Amidst pomp, applause and smartphone paparazzi, the high school graduates from the Class of 2019 started trickling into historic Lisner Auditorium on the campus of George Washington University. They made their way to the stage in white and green robes, waving at their teachers, coaches and families. Some in the audience cheered while holding cardboard cutouts of graduates’ faces. On their true faces, the delight was palpable.
The D.C. Excel Center’s most recent graduating class included immigrants, single parents, and others who fell through the cracks of the school system for a variety of reasons, including pregnancy, disabilities, mental health issues, bullying, or simply lack of access to the right resources.
As dropouts, they had been among the tens of millions of adult learners in the United States who lack basic education and literacy skills.

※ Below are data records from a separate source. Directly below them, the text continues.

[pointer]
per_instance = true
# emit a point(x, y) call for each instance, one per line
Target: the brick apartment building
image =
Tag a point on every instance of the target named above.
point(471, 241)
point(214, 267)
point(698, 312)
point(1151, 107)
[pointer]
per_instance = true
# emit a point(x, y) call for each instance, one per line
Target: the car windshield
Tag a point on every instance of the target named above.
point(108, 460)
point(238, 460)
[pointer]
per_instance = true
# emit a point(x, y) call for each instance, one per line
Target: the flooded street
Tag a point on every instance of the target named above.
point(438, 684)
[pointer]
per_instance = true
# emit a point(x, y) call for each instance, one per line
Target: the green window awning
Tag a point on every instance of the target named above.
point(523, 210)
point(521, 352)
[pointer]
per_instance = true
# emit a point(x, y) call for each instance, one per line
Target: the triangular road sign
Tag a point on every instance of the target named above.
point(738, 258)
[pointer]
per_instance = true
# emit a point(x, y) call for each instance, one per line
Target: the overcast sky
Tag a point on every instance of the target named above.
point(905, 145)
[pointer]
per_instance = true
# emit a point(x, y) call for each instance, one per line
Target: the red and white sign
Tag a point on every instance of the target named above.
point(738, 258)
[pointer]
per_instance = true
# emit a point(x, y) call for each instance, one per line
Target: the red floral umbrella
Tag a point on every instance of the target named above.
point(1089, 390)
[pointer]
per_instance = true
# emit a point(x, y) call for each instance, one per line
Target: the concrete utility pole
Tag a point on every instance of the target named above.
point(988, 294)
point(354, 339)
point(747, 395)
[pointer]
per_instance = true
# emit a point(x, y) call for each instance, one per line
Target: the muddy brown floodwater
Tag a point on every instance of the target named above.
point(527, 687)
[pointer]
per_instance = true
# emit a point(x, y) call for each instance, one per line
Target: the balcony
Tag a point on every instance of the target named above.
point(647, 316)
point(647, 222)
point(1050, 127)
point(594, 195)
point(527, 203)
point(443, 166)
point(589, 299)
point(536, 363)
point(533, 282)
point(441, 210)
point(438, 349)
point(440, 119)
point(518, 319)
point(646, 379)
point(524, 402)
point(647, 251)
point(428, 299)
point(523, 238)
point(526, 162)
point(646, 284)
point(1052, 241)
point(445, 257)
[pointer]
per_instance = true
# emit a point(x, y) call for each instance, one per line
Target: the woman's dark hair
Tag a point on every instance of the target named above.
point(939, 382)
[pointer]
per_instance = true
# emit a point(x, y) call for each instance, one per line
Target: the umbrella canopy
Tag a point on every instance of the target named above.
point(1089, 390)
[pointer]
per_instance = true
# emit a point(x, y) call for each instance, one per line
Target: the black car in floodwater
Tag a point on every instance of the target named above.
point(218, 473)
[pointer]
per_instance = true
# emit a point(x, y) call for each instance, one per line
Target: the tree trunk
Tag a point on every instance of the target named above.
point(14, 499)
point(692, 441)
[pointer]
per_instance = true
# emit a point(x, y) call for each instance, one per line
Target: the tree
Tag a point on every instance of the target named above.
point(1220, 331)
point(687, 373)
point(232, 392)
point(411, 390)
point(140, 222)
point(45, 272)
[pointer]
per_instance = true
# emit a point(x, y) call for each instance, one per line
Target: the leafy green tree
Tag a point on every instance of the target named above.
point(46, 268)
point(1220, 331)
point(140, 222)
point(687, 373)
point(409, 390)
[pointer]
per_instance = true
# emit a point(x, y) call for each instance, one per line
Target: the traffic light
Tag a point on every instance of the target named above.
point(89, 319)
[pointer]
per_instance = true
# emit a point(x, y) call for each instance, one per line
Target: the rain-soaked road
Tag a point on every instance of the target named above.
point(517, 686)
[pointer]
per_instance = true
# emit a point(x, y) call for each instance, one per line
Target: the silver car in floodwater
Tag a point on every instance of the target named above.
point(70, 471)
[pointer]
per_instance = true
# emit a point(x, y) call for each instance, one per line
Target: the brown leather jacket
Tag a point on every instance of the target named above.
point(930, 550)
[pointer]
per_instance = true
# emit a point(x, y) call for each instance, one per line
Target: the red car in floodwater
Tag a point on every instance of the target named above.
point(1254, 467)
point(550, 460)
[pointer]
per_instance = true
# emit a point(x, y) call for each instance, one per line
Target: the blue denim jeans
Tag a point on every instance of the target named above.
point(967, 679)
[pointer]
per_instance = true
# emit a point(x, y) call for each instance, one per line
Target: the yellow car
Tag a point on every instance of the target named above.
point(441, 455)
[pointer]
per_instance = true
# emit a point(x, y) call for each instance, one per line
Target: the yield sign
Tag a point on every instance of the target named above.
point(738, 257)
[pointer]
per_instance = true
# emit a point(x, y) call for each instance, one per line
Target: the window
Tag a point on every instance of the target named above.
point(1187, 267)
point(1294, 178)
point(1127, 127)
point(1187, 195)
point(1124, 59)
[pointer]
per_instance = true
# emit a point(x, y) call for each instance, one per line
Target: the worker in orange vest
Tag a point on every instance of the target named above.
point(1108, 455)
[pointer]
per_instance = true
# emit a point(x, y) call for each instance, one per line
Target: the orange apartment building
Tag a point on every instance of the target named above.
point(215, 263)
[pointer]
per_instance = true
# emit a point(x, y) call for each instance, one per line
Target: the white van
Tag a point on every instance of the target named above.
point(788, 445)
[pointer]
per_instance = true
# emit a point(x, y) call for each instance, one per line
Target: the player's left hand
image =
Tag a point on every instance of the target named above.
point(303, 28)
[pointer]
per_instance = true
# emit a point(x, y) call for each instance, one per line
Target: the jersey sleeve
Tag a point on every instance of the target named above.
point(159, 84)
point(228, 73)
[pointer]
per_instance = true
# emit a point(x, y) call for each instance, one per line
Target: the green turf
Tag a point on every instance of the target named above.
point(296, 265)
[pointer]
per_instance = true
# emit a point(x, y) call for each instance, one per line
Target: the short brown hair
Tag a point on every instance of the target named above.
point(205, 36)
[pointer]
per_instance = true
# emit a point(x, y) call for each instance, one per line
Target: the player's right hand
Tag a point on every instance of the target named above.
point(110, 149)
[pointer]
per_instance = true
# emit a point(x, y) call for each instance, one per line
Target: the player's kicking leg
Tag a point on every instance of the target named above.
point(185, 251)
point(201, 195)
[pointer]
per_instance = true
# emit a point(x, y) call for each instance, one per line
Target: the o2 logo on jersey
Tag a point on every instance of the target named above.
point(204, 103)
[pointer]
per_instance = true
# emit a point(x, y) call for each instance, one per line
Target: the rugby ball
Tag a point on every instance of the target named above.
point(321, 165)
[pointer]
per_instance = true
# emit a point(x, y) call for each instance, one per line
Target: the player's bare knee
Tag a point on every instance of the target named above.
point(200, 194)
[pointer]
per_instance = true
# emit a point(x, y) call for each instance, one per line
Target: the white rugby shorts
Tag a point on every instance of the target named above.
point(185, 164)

Even in the nation’s capital, considered a “highly educated” city, more than 33,000 working-age adults lack a high school diploma or its equivalent, according to census data.
The absence of a diploma exacts a high price in the U.S., where the number of jobs that require college degrees or other credentials beyond high school have grown rapidly in recent years – a trend that shows no sign of abating.
In an education system that offers few nontraditional schooling options for adults seeking a high school diploma, Excel Centers leverage state funding to fill a gap left open by online programs, GED prep classes, and workforce training programs.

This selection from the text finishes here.